O Goiás havia seguido as orientações de realizar os exames com 72 horas de antecedência à partida. No entanto, após uma falha de procedimento do Hospital Albert Einstein, escolhido pela CBF para realizar os procedimentos, a equipe teve que refazer os testes. E o resultado, que deveria ser divulgado 24 horas antes do jogo, saiu apenas na manhã de domingo, a poucas horas para o início do duelo.

Com o elenco todo concentrado para a partida, o Goiás recorreu à CBF para adiar a partida, mas não obteve resposta. Em seu site oficial, a confederação alegou que esperava as contraprovas dos exames, que saíram momentos antes da partida. O resultado confirmou que nove atletas estavam, de fato, com Covid.

Sem o aval da CBF, o Goiás entrou em contato com o Superior Tribunal de Justiça Desportiva. O órgão acatou o pedido da equipe para não entrar em campo, mas a decisão chegou em cima da hora. Com o São Paulo no gramado, o presidente do Goiás, Marcelo Almeida, entrou em campo para entregar aos árbitros do jogo o documento do Tribunal que pedia pelo adiamento da partida de domingo.

A Globo, que iria exibir a partida para São Paulo, já havia iniciado a transmissão. O narrador do jogo, Gustavo Villani, teve que passar o sinal do duelo exibido no Rio de Janeiro, entre Flamengo e Atlético Mineiro.
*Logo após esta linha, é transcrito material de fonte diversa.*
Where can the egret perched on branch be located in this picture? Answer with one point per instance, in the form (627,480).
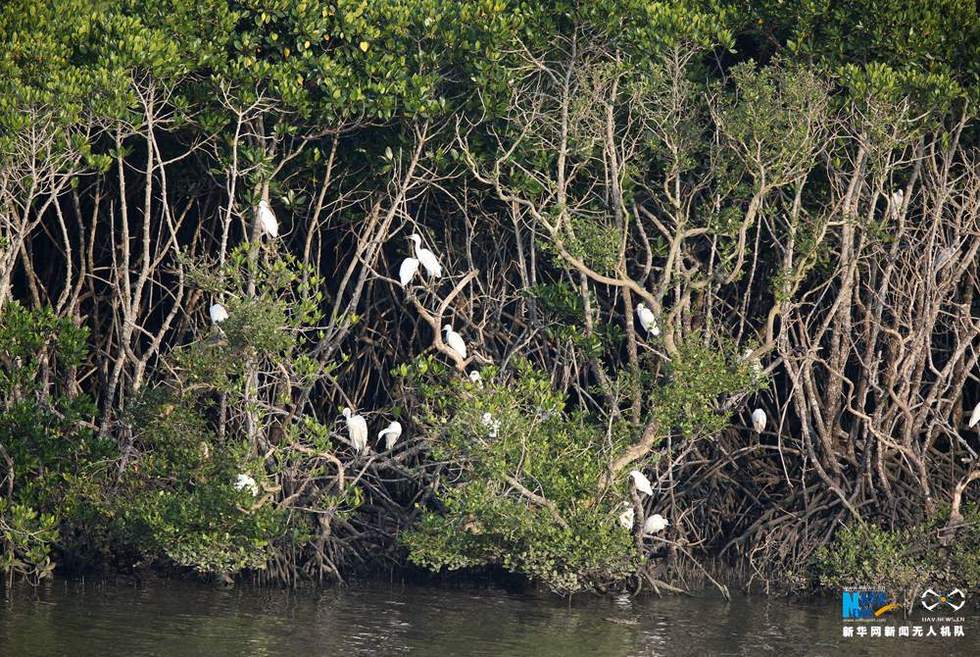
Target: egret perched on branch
(391,434)
(267,219)
(974,416)
(426,257)
(647,320)
(356,430)
(627,517)
(244,481)
(895,202)
(218,313)
(492,424)
(407,271)
(455,341)
(654,524)
(754,363)
(641,482)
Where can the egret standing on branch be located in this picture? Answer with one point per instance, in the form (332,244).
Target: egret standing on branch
(974,416)
(426,257)
(356,430)
(391,434)
(455,341)
(267,219)
(654,524)
(647,320)
(218,313)
(641,482)
(627,517)
(407,271)
(895,201)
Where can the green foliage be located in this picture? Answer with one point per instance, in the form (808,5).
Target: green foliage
(180,501)
(901,561)
(51,459)
(700,376)
(483,518)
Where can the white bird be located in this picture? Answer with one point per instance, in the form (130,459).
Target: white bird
(755,363)
(974,416)
(647,320)
(895,202)
(654,524)
(391,434)
(627,517)
(407,271)
(455,341)
(244,481)
(218,313)
(492,425)
(356,430)
(428,259)
(267,219)
(641,482)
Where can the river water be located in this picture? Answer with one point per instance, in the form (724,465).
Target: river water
(174,619)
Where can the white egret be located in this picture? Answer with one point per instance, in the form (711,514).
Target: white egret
(267,219)
(655,524)
(391,434)
(218,313)
(407,271)
(356,430)
(244,481)
(627,517)
(647,320)
(974,416)
(455,341)
(428,259)
(754,363)
(492,424)
(895,202)
(641,482)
Nas redes sociais, o São Paulo expressou apoio à decisão: "Não há nada mais importante, neste momento, do que preservar a saúde e refletir à sociedade a importância dos cuidados".

A situação explicitou um vácuo no regulamento do Brasileirão, que não estabelece um padrão ser realizado em situação de time com muitos infectados e nem um número limite de atletas com o vírus. Em teoria, o Goiás terá que entrar em campo na próxima quarta-feira, contra o Athletico Paranaense, mas os nove atletas infectados precisam de, no mínimo, dez dias de quarentena. Isso sem considerar a possibilidade de novos resultados positivos após a concentração da equipe.

Outro problema está na testagem do Albert Einstein, que já havia apresentado falhas com o Bragantino, durante o Paulistão. No domingo, o Corinthians anunciou que não irá realizar os exames no hospital, que mantém parceria com a CBF.